In the end of the blossoming season, in May, the landscape painter plants some other flowers. But in order to remind us of the presence of violets the wind, a real conspirator, scatters their tiny little seeds everywhere and they sprout, as an echo, in the cracks of the limestone stairs.
It is precisely that Perfumed Staircase that leads us to La Boulangerie – domain’s landmark plot, with its so significant name!
La Boulangerie and The Sculptor:
At this very point we must clarify that because of the name of that plot which is fundamental for the domain a lot of visitors think that the bread is made of grapes! Well, not quite so, although there is an unwritten prohibition that accompanies the grapes’ ripening months: Interdiction de manger le Raisin: on finira sans Pain!

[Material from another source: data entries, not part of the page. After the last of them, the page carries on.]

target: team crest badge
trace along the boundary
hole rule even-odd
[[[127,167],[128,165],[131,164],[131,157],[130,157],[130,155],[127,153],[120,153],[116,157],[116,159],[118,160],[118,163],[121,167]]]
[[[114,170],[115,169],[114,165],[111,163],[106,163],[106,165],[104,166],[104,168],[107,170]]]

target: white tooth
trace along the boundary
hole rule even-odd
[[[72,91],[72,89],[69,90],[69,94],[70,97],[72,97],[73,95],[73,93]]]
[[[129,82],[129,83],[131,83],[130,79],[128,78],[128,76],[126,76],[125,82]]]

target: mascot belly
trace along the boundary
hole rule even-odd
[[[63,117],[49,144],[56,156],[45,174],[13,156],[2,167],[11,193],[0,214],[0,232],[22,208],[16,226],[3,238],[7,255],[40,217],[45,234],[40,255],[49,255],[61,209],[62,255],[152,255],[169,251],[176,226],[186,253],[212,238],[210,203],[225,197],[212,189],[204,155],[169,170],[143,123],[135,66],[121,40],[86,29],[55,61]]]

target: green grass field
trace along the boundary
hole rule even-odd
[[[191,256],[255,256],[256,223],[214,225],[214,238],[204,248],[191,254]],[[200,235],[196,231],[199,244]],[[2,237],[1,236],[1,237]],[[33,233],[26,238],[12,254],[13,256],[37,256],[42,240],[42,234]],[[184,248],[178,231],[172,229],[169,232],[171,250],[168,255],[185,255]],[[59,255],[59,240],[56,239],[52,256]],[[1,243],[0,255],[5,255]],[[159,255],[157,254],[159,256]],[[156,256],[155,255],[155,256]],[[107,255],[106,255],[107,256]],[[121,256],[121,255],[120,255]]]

Philippe Pasqua is the author of this fantastic mini-vineyard planted in the heart of La Boulangerie! Some wonderful grape varieties have emerged: the leaves of the silvery vines lead is to two new ones: a blend of Merlot and Cabernet: Mer-nеt and Caber-lot. “When one is a Creator (s)he can afford to create silver grape varieties!” I sigh.
The Vat Room:
Something like the Advanced Mathematics of the Nose and Palate meets the Imagination, a meeting that only the Master cellar, Franck Darricau, can explain to you! He has at his disposal 20 vats containing 20 elixirs that he calls “juices” and every year he creates out of them some miraculous equation blends. I told him once that this is a Magician’s doing and he conspiratorially suggested that I try a: С= [Merlot (C6+C5+C8+C15) + Cabernet Franc (C12+C17)] =Wonderland!
The Wine cellar: the treasure!
Gianni Rodari whom I adore ever since I was a child is a real virtuoso of the Story. He blends, in his own unique manner, sadness and joy, desolation and victory, tears and smiles!
In The Adventures of Cipollino he sends Baron Orange to the manor of his first cousin Baron Cherry and locks him in the cellar (what an admonition!). In his fear the Baron drinks up the contents of a small barrel of wine and exclaims in a state of ecstasy: “I am in Paradise!”
So, the story I told Bianca ended in the Paradise, and it became just one part of the experience called “Children at La Gaffelière”
Come in, please and let me tell it to you!
This is a dedication to Monsieur Léo de Malet-Roquefort with whom I have had the great chance to experience the most serious and fantastic at the same time conversations! To my daughter, who has been always so patient during our visits and curious to decompose the noses of the wines we taste. To the Australian Anne Moroney who I have met during the Great Wine Capitals’ week held in Bordeaux at the very beginning of November and who was the first to know this story and encouraged me to write it!
To all children who have visited the domain with me and the others who will listen it in the future!